# **Batch Gradient Descent**

3 types of gradient descent:

1. Batch gradient descent
    - Use the entire dataset to calculate the gradient
    - More stable but slower
2. Stochastic gradient descent
    - Use one sample at a time to calculate the gradient
    - Faster but less stable
3. Mini-batch gradient descent
    - Use a small subset of the dataset to calculate the gradient
    - Faster than batch but more stable than stochastic


![image.png](attachment:image.png)

# Batch Gradient Descent

Batch Gradient Descent is an optimization algorithm used to minimize the cost function by calculating the gradient of the cost function with respect to the parameters for the entire training dataset.

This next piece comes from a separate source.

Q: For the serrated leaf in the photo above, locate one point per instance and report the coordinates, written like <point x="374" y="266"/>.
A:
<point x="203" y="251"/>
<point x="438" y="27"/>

The cost function $J(\theta)$ is defined as:
$$J(\theta) = \frac{1}{2m} \sum_{i=1}^{m} (h_\theta(x^{(i)}) - y^{(i)})^2$$

The gradient of the cost function with respect to each parameter $\theta_j$ is:
$$\frac{\partial J(\theta)}{\partial \theta_j} = \frac{1}{m} \sum_{i=1}^{m} (h_\theta(x^{(i)}) - y^{(i)})x_j^{(i)}$$

In vector notation:
$$\nabla_\theta J(\theta) = \frac{1}{m} X^T (X\theta - y)$$



$$\theta := \theta - \alpha \nabla_\theta J(\theta)$$

Where:
- $\alpha$ is the learning rate.
- $m$ is the number of training examples.
- $X$ is the feature matrix.
- $y$ is the target vector.
- $h_\theta(x)$ is the hypothesis function, which represents the predicted value for a given input $x$.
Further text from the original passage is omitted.